Meet Your Driver: Aarón Álvarez

Aarón Álvarez - May 19, 2023
 Aarón Álvarez is an immigrant who escaped the Nicaraguan revolution; today, he drives for Lyft while he pursues his dream of becoming a director.
Illustration by Natalie Foss

For our “Meet Your Driver” series, Rev asked several Lyft drivers to write about their lives, in their words. These are their stories.

I’m a film student. It’s something I’ve wanted to do since I was young. But it took me decades to get here.

I was born in Nicaragua. Growing up there, I loved pretending I was a clown in the circus. I would perform for my friends and kids in the neighborhood. I would wear my mom’s makeup and dress in different costumes. One time, I used one of my shirts to make a costume. It was a dress shirt, and I cut it up to make it smaller. My mom got very upset with me because getting clothes there isn’t as easy as it is in the United States. My family had a dog—a Chihuahua mix—that I would put in a tutu. 

I wanted to be a storyteller when I grew up.

I was seven years old when the Nicaraguan revolution happened. There was political and religious persecution. There were dead bodies out in the open. My grandfather, who I really admired, was disappeared. He was a storyteller, too. He performed on the radio.
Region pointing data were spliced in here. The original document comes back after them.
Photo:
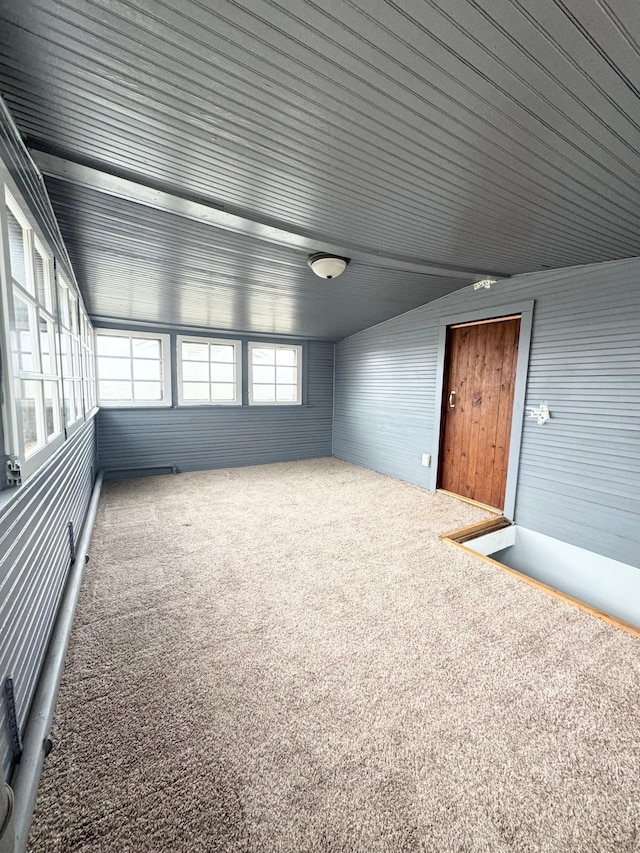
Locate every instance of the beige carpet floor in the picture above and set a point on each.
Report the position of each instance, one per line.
(285, 658)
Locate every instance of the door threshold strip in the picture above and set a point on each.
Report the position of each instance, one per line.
(471, 501)
(463, 535)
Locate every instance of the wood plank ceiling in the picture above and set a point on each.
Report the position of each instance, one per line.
(196, 152)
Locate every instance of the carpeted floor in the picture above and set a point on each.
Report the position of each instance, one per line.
(285, 658)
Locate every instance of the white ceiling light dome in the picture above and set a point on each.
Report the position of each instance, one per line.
(327, 266)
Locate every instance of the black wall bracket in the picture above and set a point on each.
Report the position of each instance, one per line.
(14, 728)
(72, 542)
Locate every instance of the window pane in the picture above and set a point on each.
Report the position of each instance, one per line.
(24, 338)
(221, 391)
(223, 372)
(112, 345)
(114, 368)
(287, 393)
(195, 391)
(46, 348)
(73, 313)
(75, 351)
(115, 391)
(264, 393)
(287, 375)
(16, 249)
(43, 285)
(51, 408)
(77, 396)
(63, 298)
(264, 374)
(264, 355)
(195, 352)
(65, 352)
(195, 371)
(146, 348)
(146, 370)
(147, 391)
(286, 356)
(31, 406)
(68, 402)
(222, 352)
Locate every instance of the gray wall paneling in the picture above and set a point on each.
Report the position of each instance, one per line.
(34, 561)
(204, 437)
(578, 474)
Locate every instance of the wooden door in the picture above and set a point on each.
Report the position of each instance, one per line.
(479, 383)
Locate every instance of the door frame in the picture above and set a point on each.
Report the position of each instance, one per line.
(470, 315)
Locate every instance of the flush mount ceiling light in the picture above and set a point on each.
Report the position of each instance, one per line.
(327, 266)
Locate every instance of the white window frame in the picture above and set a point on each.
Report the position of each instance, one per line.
(165, 362)
(237, 348)
(89, 390)
(47, 309)
(270, 345)
(73, 378)
(14, 375)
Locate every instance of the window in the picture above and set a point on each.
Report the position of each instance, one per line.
(88, 362)
(39, 342)
(275, 374)
(36, 392)
(209, 372)
(132, 368)
(70, 353)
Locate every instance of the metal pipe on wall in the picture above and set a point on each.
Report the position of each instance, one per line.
(36, 737)
(7, 830)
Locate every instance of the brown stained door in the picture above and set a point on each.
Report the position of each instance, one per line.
(480, 370)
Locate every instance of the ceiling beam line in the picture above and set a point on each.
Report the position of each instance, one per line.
(170, 201)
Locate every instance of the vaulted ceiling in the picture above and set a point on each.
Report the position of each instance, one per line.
(197, 152)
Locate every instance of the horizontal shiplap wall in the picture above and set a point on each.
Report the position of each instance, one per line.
(579, 473)
(34, 562)
(203, 437)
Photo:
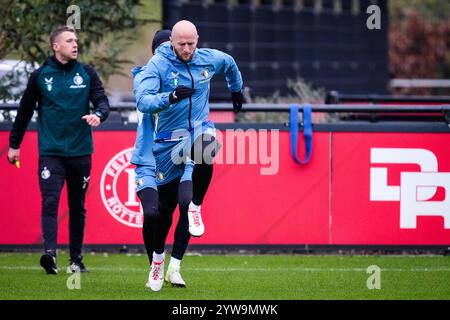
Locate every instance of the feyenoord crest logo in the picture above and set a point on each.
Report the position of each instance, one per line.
(49, 83)
(118, 190)
(78, 80)
(45, 174)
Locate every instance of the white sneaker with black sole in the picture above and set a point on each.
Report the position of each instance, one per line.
(156, 276)
(174, 278)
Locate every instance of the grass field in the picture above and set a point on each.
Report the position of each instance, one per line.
(234, 277)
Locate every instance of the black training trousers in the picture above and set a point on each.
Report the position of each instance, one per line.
(53, 171)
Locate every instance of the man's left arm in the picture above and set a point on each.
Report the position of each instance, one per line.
(98, 98)
(228, 67)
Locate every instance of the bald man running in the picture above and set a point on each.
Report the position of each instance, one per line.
(175, 87)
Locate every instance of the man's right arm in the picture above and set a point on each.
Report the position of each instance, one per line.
(25, 111)
(147, 91)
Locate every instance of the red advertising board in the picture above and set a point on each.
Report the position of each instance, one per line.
(358, 188)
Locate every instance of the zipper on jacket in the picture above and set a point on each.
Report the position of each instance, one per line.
(190, 98)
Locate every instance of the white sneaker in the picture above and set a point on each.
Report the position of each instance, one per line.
(196, 226)
(173, 277)
(156, 276)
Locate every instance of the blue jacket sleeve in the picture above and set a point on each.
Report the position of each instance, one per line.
(149, 99)
(226, 66)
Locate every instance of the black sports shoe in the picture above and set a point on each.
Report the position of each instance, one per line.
(48, 262)
(77, 265)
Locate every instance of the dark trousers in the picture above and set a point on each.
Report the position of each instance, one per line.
(158, 210)
(53, 171)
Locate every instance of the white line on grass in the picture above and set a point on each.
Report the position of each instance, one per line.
(288, 269)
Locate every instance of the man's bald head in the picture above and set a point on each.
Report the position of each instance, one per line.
(184, 39)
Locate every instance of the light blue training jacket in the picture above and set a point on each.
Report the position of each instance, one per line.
(164, 72)
(142, 153)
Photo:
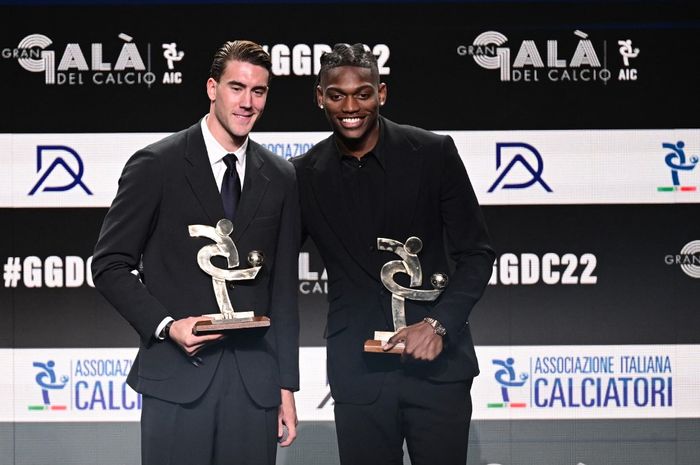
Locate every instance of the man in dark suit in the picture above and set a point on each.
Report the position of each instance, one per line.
(208, 399)
(374, 178)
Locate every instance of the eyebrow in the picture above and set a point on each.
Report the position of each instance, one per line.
(338, 89)
(233, 82)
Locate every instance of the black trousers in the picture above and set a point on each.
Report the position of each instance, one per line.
(223, 427)
(433, 418)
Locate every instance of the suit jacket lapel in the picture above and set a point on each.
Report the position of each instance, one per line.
(403, 181)
(254, 187)
(200, 176)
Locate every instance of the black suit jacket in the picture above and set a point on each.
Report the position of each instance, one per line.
(164, 188)
(428, 195)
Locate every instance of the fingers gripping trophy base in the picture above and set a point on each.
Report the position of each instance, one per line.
(380, 338)
(218, 324)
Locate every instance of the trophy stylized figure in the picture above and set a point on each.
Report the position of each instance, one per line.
(409, 264)
(227, 319)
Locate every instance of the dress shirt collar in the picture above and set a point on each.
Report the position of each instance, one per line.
(378, 150)
(215, 150)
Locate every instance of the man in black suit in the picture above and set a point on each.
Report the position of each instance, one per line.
(374, 178)
(208, 399)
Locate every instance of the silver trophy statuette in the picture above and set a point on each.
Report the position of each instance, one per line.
(409, 264)
(228, 318)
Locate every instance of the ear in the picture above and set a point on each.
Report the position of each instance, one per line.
(319, 97)
(382, 93)
(211, 89)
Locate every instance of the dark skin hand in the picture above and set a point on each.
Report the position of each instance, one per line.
(421, 342)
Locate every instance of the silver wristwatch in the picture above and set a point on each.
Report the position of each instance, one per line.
(437, 327)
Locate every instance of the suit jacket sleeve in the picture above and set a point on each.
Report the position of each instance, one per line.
(125, 232)
(467, 243)
(284, 310)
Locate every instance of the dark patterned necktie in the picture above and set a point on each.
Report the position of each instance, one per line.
(230, 187)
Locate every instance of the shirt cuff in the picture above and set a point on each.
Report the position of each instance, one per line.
(159, 329)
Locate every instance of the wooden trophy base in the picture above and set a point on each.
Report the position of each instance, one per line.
(380, 337)
(219, 325)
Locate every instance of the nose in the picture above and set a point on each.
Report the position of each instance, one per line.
(350, 105)
(246, 100)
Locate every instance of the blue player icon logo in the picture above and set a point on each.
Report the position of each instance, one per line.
(677, 161)
(506, 377)
(46, 379)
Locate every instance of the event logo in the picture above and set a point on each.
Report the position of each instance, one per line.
(489, 51)
(69, 66)
(47, 381)
(561, 379)
(524, 156)
(311, 282)
(551, 268)
(627, 52)
(58, 169)
(305, 60)
(688, 259)
(678, 163)
(288, 150)
(507, 379)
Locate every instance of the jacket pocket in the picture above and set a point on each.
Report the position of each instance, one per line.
(337, 321)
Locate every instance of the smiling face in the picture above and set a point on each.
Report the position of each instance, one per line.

You can find some of his recordings online today.

My dad built an underground bunker for us to live in. We had no electricity and almost no food and water. We lived like that for months.

My parents sent me out of the country to escape the violence. The rest of my family eventually followed. We first lived in Panama, then we moved to Israel, and eventually, we settled in New York.

Those experiences really affected me. I decided I wanted to tell stories about the impact war has on kids. But my life took a different path.

What happened was my music career took off first. I played in a Spanish punk rock band in New York. We got signed by a big company and went on tours all over. Later, I started working for some of the biggest labels in the world. I did a little bit of everything: sales, marketing, merchandise. 

About five years ago, in my mid-40s, I was laid off. I decided it was finally time to follow what I consider my first dream. I want to tell stories about war that I’ve thought about for so many years. So I enrolled in film school, and I began working on independent films. 

I love any opportunity that allows me to be on set—either as a crew member or operating the camera or doing boom (that means microphone). I edit. I also do a lot of acting. I do a lot of background work. I’ve even been a body double. 

In the future, I want to direct my own films. I’m working on a few scripts. One of them is a documentary about child victims of war. 

Today, I’m a U.S. citizen. I haven’t been back to my birth country since I left. I have a lot of anger about what happened and a lot of bad memories. But recently I’ve been thinking about going back and taking some of my film projects to work on. I think it would be an opportunity to do something constructive.